BTO migration blog

Spring and autumn are exciting times for anyone who watches birds. Here on this blog we will make predictions about when to expect migrant arrivals and departures, so that you know when and where to see these well-travelled birds.

Wednesday 7 November 2012

Woodpigeons are go!

Early November is the peak time for Woodpigeon migration. All they need are light winds and clear conditions to start migrating en-masse. The last few days have seen exactly these conditions and the Woodpigeons haven’t disappointed.

Woodpigeon by Jill Pakenham

The last couple of days have seen almost 34,000 Woodpigeons head west over one south coast watchpoint. In large movements like this there are always a few Stock Doves. On 5 November, 450 Stock Doves moved over Hengistbury Head, Dorset, along with 17,500 Woodpigeons.

Every year sees this migration spectacle but it is unclear where these birds are coming from or going to. They seem to appear along the east coast and the Pennines, but aren’t seen coming in off the sea. They travel south and upon reaching the south coast head west as far as Dorset. Once here they seem to disappear.

At present there are two schools of thought. They may be British birds heading south and west for the relatively mild conditions that this part of the UK offers, although there doesn’t seem to be a large influx of Woodpigeons into Devon and Cornwall during November. Alternatively they may be British birds that are heading south and on to France and Spain to spend the winter in southern oak woods.

That 11,000 Woodpigeons were counted migrating over Jersey during the last two days lends weight to the latter theory.

Autumn migration seems to be running on and on this year and we are still experiencing some sizeable finch movement. Bramblings are still arriving along the east coast, with many moving straight into gardens, further supporting the general feeling that the beech mast crop is poor this year. Along with the Bramblings are good numbers of Goldfinches and Chaffinches.

Blackbird is dominating the winter thrush arrivals this week. Hundreds arrived on the North Norfolk coast over the weekend and a minimum of 1,900 were counted at Spurn, East Yorkshire on 6 November.
Waxwings continue to arrive and there are now around 2,000 birds in the country. Every now and then we have a ‘Waxwing winter’ but how many do we need for this to be the case?

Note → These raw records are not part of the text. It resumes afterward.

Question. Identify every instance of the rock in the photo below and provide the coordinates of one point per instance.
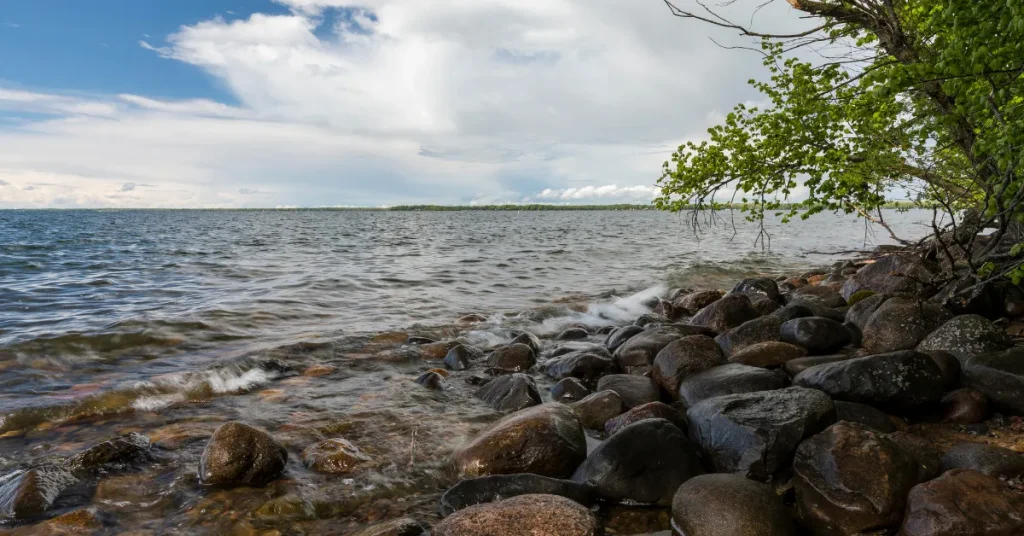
(999, 376)
(818, 335)
(965, 337)
(864, 415)
(547, 440)
(510, 393)
(240, 454)
(634, 390)
(964, 407)
(900, 273)
(729, 379)
(684, 358)
(334, 456)
(620, 336)
(514, 358)
(598, 408)
(725, 314)
(764, 329)
(651, 410)
(28, 494)
(768, 355)
(498, 487)
(568, 389)
(851, 480)
(901, 380)
(964, 503)
(756, 434)
(901, 324)
(989, 459)
(526, 514)
(729, 505)
(645, 462)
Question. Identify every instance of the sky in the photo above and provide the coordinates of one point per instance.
(338, 102)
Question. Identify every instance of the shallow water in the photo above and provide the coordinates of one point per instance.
(171, 323)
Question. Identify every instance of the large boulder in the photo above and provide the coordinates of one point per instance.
(964, 502)
(729, 379)
(240, 454)
(645, 462)
(850, 480)
(532, 514)
(545, 440)
(897, 381)
(684, 358)
(999, 376)
(756, 434)
(729, 504)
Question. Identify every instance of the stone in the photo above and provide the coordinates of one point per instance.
(334, 456)
(897, 381)
(964, 502)
(634, 390)
(240, 454)
(851, 480)
(756, 434)
(510, 393)
(546, 440)
(728, 313)
(729, 379)
(684, 358)
(498, 487)
(651, 410)
(966, 336)
(818, 335)
(998, 376)
(729, 505)
(645, 462)
(526, 514)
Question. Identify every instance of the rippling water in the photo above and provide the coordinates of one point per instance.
(171, 322)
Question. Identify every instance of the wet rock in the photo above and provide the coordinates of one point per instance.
(634, 390)
(621, 335)
(28, 494)
(333, 456)
(756, 434)
(568, 389)
(964, 503)
(598, 408)
(818, 335)
(547, 440)
(965, 337)
(645, 462)
(851, 480)
(864, 415)
(510, 393)
(900, 273)
(999, 376)
(897, 381)
(768, 355)
(498, 487)
(964, 406)
(764, 329)
(651, 410)
(514, 358)
(682, 359)
(729, 379)
(989, 459)
(728, 313)
(729, 504)
(532, 514)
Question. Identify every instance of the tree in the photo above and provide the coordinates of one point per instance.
(926, 95)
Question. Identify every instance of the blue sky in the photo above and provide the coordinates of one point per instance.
(324, 102)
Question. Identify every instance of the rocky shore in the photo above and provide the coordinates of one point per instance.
(858, 399)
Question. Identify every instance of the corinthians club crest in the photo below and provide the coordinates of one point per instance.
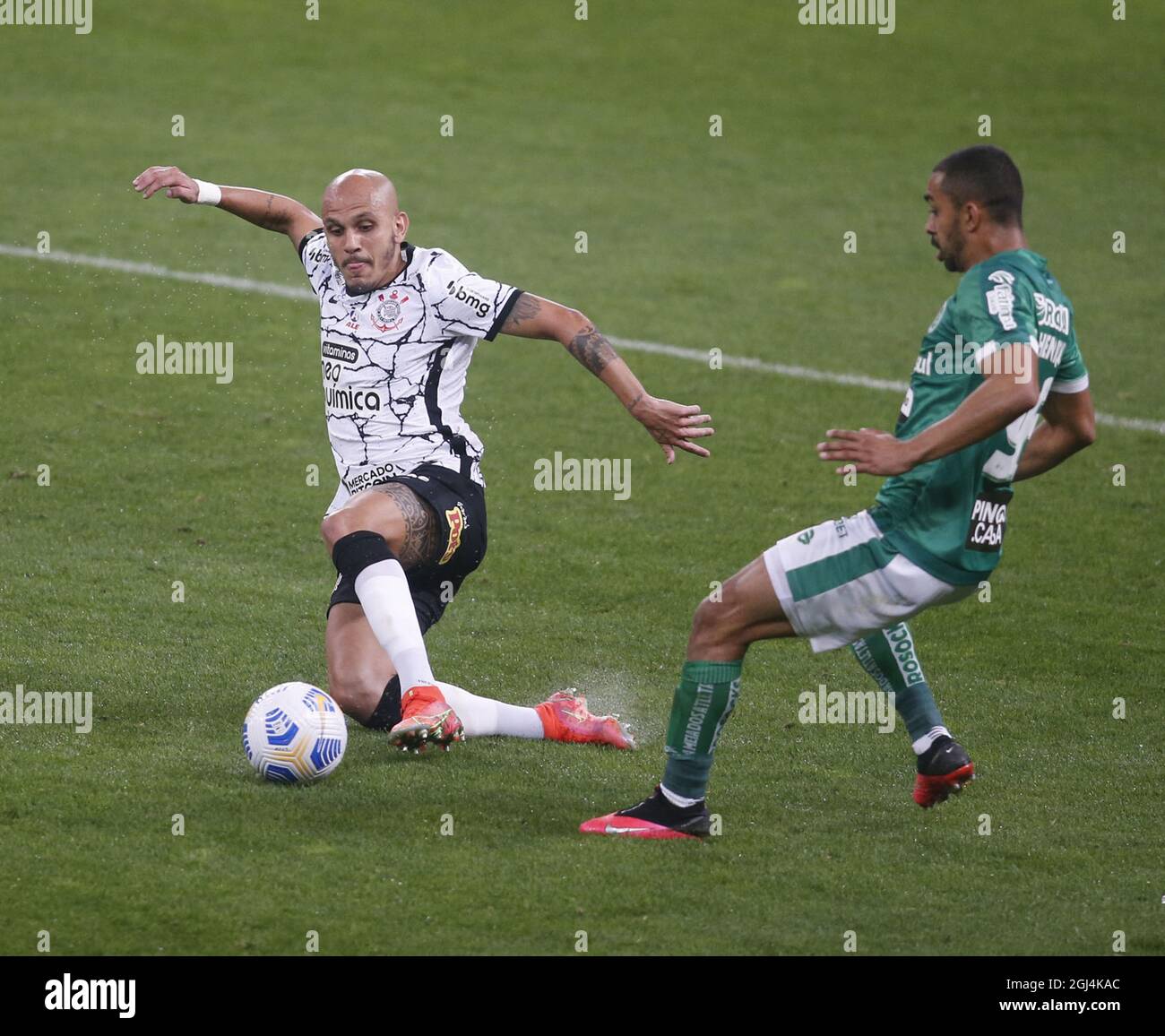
(387, 315)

I guess that we will have to wait and see how many more turn up and whether they stay with us for the winter months before we can say.

Small numbers of Swallows are still a feature of visible migration counts, with the highest count of 10 being seen at Portland Bill, Dorset on 6 November. A late House Martin was seen on the same day at Hengistbury Head, also in Dorset.

Bewick's Swans by Andy Mason

Woodcock are being seen in small numbers but we will have to wait for the temperature to drop on the continent for the first big arrival of these amazing birds. The first Rough-legged Buzzards of the winter are here but the relatively warm continental temperatures seem to be holding back Bewick’s Swans and many of our wintering wildfowl.

On an unseasonal note, the Bee-eater that was found on the last day of October at Seaburn, Durham is still present to date.

With the winds remaining fairly light for the rest of the week and into the weekend and the promise of some clear spells, Woodpigeons should continue to move and more Bramblings and Waxwings are likely. While the forecast westerly airflow isn’t ideal  for the arrival of birds from the east, you can’t help but dream of a Pine Grosbeak, given the record numbers that have been encountered along the west coast of Norway in the last week or so.